Germany was exciting at first. We explored new neighborhoods, sampled food from all over the world, and wandered through Christmas markets that looked like they belonged in storybooks. But the charm began to fade. There were days when navigating life there made us feel like children on our first day of school, unsure of the rules, and fumbling through the simplest tasks. For our son, who was still figuring out the world, it was even harder. The cold was relentless, the language barrier turned simple errands into drawn-out challenges, and even the most ordinary tasks sometimes felt like mini-adventures you weren’t always in the mood for. Loneliness crept in quietly, despite the beauty.
When we decided to return to the Philippines, the reactions were mixed. Some were surprised, others disappointed, and a few warned us we’d regret it. More than once, I heard, “Sayang, tiisin niyo na lang.” But over a year later, I see what we’ve gained.
Now, I wake up to the steady hum of the electric fan, sunlight spilling through the curtains and warming my face. I can have sinigang for lunch without hunting for specialty stores.

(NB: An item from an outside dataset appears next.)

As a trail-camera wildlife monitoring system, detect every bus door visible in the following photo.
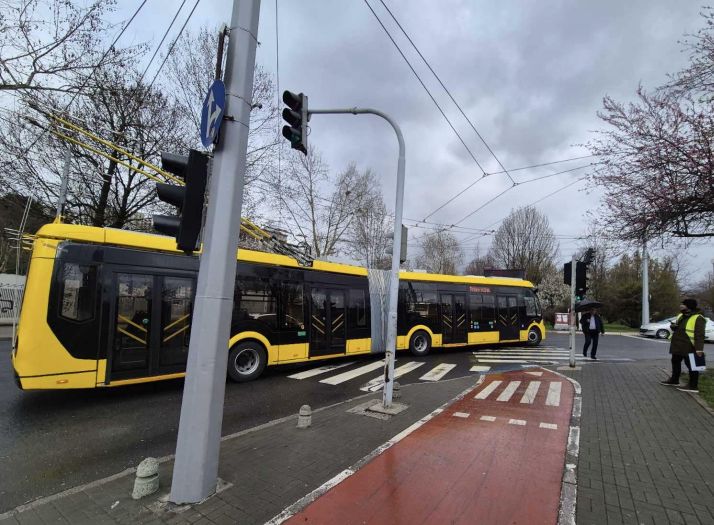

I hear my language everywhere and smile when my husband earns a few laughs for his “po” and “opo.” My son plays tag with the building guards, plays in the park with his cousins, and is surrounded by the noise and warmth of family. The markets are full of food that tastes like home, and the rhythm of life here feels familiar in a way that settles you.
Still, the ghost visits. I think of crisp autumn mornings, bread from our favorite Bäckerei, and the steady rhythm of trams and trains. I remember long walks through streets lined with old buildings, the hush of a city on Sunday mornings—and yes, the health insurance!
The ghost of what could be is the most seductive one of all. It stitches together the best pieces of a place and quietly deletes the hard parts. It remembers selectively.
There are other ghosts too: the job interview I couldn’t show up for, the city I left without saying goodbye, the version of myself that might have thrived somewhere else. And always, the blank page. But ghosts don’t give answers, they only ask questions.
That morning, without my earphones, I had no choice but to sit with the silence and let the ghosts visit. Maybe that’s the point. Every so often, we need to hear them out, then step out of the car, into the day we’ve chosen, and live in the life we have —not the one that might have been.